Aleviler toplumsal düzeyde ayrımcılığa tabi tutuldukları kanaatinde
T.C.Berlin Büyükelçisi Hüseyin Avni Karslıoğlu, yeni Büyükelçilik binasında Muharrem Orucunu açma yemeği verdi.
T.C.Berlin Büyükelçisi Hüseyin Avni Karslıoğlu, yeni Büyükelçilik binasında Muharrem Orucunu açma yemeği verdi. İftara, Cem Vakfı Başkanı Prof. Dr. İzzettin Doğan yanında Ali Riza Uğurlu Dede, Almanya‘daki çatı kuruluşlarının başkanları, Alevi Bektaşi derneklerinin yöneticileri, dedeler ve misafirler katıldılar.
İftarda birkonuşma yapan T.C.Berlin Büyükelçisi Hüseyin Avni Karslıoğlu, ‘’meyanda Almanya ve Avrupa genelinde, özellikle Balkanlar’daki Alevi-Bektaşi yaşantımızın, bu zenginliğimizin, Ehl-i beyt öğretisini sürdürüp yaşatmamız çok önemlidir. Bu konu üzerinde hep beraber eğilip, bölünmeden-bükülmeden çalışacağız ve birliğimizi dirliğimiz devam ettireceğiz. Artık kimse Büyükelçiliğimiz, Başkonsolosluğumuz bizleri ayırdı, dışladı , görmedi, dinlemedi, diyemeyecek, bu binalarımız artık birleşmenin yurtları, kaynaşmanın mekanları, cem olmanın merkezleri olacaktır, bu böyle bilinecek bu böyle görülecektir‘‘ dedi.
Konuşmasında alevilerin sorunlarına da değinen H. Avni Karslıoğlu şunları söyledi: ‘’ Alevi kardeşlerimizin asıl sorunları toplumsal, siyasal, kısmen ise psikolojik sorunlardır. Bunun böyle kavranması ve çözüm aranacaksa, bu alanlarda aranması gerekmektedir. Aleviler toplumsal düzeyde ayrımcılığa tabi tutuldukları kanaatindedir.
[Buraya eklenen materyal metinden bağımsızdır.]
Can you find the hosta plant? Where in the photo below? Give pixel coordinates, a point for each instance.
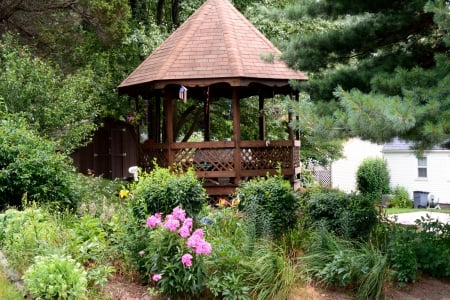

Çözümleri de buralarda yatmaktadır.
İnanç farklılıklarına gelince, bu bir gerçekliktir, böyle kabul edilip ülke koşulları olgunlaşmadan Aleviler bu konularda açık tanımlar getirmeye zorlanmamalıdırlar. Şu anda toplumun gündeminde olan etnik, dini ve kültürel problemlere yönelik araştırmaların akademik çevrelerin dışındaki çeşitli ideolojik ve etnik kesimlere mensup-bazıları başka bir alanın akademik formasyonuna sahip- bilim adamı, gazeteci, siyaset bilimci, edebiyatçı, doktor, hukukçu, öğretmen vb. yazar ve aydınlarca yeterli birikim olmadan yüzeysel şekilde yapılıyor olması bu konudaki en önemli problemlerden birisidir.
Bu temel yoksunluğa bir de dini, etnik ve ideolojik köken taassupları eklenince, yapılan araştırmalar aydınlatıcı, yol gösterici ve ışık tutucu olmaktan çok, tarihsel gerçekleri saptırıcı, dolayısıyla taassubu pekiştirici oluyor.
Bu taassup ve bilgisizlik ise Yurtdışında, yani burada daha da çarpıcı bir şekilde gözümüze çarpmaktadır. Öz kültürü, öz köklerinden, öz değerlerini almayarak, Allahsız bir ideoloji ile beslenen ve zorbalıklarını dışarıdan aldıkları maddiyatla sürdürmeye çalışan bazı gafiller ise , tertemiz Hz. Ali, Hz. Hüseyin, Hünkar Hacı Bektaşi Veli’nin yolunu/ değerlerini dahi, inanmadıkları halde kullanmaktan geri durmamaktadırlar. Bunun Almanya’daki –Avrupa’daki Alevi kardeşlerimin dikkatle izlenmesini , görülmesini ve yine kendileri tarafından karar verilmesini takdirlerine bırakıyorum.’’
İftara katılanlar Almanya’da devletin en yüksek düzeyde Alevi inancına sahip çıkmasından memnun olduklarını belirterek, Alevilere ait diğer günlerde de benzer etkinliklerin yapılması gerektiğini söylediler.